The Chair will consist mainly of three bodies: the administration; the scientific council; permanent and associate researchers, visiting professors and a team of PHD researchers. Building upon the University’s thematic experience with regards to IP and other health topics, there will be an inaugural course that will include a series of lectures. We will also create a summer school, research papers, projects, international colloquium and conferences pertaining to global health. We are also working on the project to put in place a specialized, interdisciplinary and international master’s program on the main topics of the Chair.
We want to help build up a local scientific community that focuses on the different parts of the puzzle, including, for example, how to create a conducive environment for technologies to go from the laboratory stage to development, to manufacturing and, ultimately, to patients. We also want to address scientific debates on the process of setting up African Medicines Agency since the Treaty concluded at the 32nd Ordinary Session of General Assembly of the African Union in 2019. By taking into consideration the African perspective and helping create further expertise, we believe we can help spur innovation locally, but also come up with new ideas that can be implemented elsewhere.

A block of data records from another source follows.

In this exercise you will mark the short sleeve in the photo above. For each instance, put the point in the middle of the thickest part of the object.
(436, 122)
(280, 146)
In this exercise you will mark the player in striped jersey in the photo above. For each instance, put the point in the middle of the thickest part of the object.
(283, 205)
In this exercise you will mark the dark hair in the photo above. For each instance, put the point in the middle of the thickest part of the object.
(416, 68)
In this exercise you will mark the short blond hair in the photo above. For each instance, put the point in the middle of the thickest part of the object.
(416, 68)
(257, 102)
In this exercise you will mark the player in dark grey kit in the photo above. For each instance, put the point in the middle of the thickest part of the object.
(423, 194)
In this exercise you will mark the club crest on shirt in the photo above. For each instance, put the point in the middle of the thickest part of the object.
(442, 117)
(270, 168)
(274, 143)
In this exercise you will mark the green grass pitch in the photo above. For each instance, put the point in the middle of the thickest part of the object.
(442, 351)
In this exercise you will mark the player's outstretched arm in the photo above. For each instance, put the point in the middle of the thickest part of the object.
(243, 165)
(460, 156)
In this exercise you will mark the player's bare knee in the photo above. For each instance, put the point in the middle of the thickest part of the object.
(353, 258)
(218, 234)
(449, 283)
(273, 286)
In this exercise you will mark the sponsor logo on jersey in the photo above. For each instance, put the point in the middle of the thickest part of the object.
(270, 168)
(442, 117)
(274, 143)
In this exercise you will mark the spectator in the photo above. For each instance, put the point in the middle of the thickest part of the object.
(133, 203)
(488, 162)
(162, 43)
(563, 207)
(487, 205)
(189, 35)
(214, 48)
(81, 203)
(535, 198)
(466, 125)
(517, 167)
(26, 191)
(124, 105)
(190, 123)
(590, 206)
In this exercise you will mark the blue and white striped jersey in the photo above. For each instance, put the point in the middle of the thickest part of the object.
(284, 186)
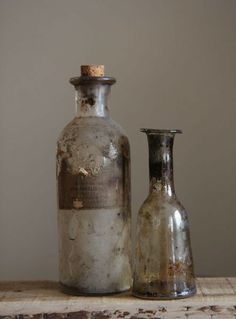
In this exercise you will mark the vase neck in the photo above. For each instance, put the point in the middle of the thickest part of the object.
(91, 96)
(161, 161)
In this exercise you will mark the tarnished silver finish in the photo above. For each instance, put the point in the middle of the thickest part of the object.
(163, 266)
(93, 173)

4. Who are some of the other actors that will be involved?
Whilst this structure will be hosted locally at the University of Yaoundé II campus, the goal is to work together with a wide range of African and international actors. We have seen the importance of taking a regional approach and collaborating with international organizations, such as the Organisation Africaine de la Propriété Intellectuelle, the World Intellectual Property Organization, the World Trade Organization and the World Health Organization.
Furthermore, we also believe in the importance of collaborating with the private sector and organizations, as well as all stakeholders working to improve global health and promote scientific innovation. The IFPMA represents some of the most innovative companies in the world, who have also contributed greatly to society, most recently by helping develop COVID-19 vaccines and other treatments in record times. The pandemic has shown us that, when we work together, we are stronger as a result and can achieve things that once seemed impossible.

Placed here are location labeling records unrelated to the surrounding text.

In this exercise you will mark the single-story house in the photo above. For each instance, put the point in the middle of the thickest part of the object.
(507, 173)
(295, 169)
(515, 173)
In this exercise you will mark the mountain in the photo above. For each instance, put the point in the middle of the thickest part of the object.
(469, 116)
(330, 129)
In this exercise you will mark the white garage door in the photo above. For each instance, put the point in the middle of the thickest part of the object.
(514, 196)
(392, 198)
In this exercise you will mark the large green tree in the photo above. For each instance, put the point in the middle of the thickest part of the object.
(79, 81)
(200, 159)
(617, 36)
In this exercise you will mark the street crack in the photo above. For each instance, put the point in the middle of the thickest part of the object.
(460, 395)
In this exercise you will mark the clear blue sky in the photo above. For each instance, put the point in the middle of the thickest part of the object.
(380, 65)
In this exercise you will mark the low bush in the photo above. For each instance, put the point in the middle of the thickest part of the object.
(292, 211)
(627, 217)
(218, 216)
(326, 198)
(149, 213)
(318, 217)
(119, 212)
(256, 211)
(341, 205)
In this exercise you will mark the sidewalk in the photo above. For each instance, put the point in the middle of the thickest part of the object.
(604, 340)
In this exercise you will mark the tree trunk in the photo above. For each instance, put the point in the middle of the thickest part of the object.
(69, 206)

5. What are the benefits of IP, specifically with regards to Africa and public health?
The COVID-19 pandemic has cemented the realization amongst Africa political leaders that our continent needs to collaborate more to strengthen health systems and create opportunities for economic investment in African solutions for African needs. We have already seen in other regions of the world that making a space attractive to private investment through effective application of intellectual property principles helps develop economic opportunities, including employment, tax revenues and foreign direct investment. Furthermore, when we discuss economic development in Africa, I believe it is important to ensure that we develop the innovative, social and technological parts of the economy. Progress in the health sector and pharmaceutical industry will help ensure sustainability and that the continent can compete in a global setting. Estimates suggest that, by 2050, Africa’s population will double, and the next generation is eager to bring the economy forward, with an effective healthcare system as a key enabling foundation.
Whilst many have suffered due to COVID-19, it is important to remember that Africa has performed better than expected in some areas as well. For example, we have seen very strong community participation in health systems and public support for safety measures. Our experience in finding creative solutions and resilience is also an asset we acquired from having dealt with several other infectious disease outbreaks, such as Ebola and Cholera. It is important that we learn from what we did well and focus on strengthening global health, innovation and understanding of related IP issues to create a brighter future. Through my role as Chair President, and with the new partnership with IFPMA, I look forward to playing a part in this and am keen to build upon the momentum.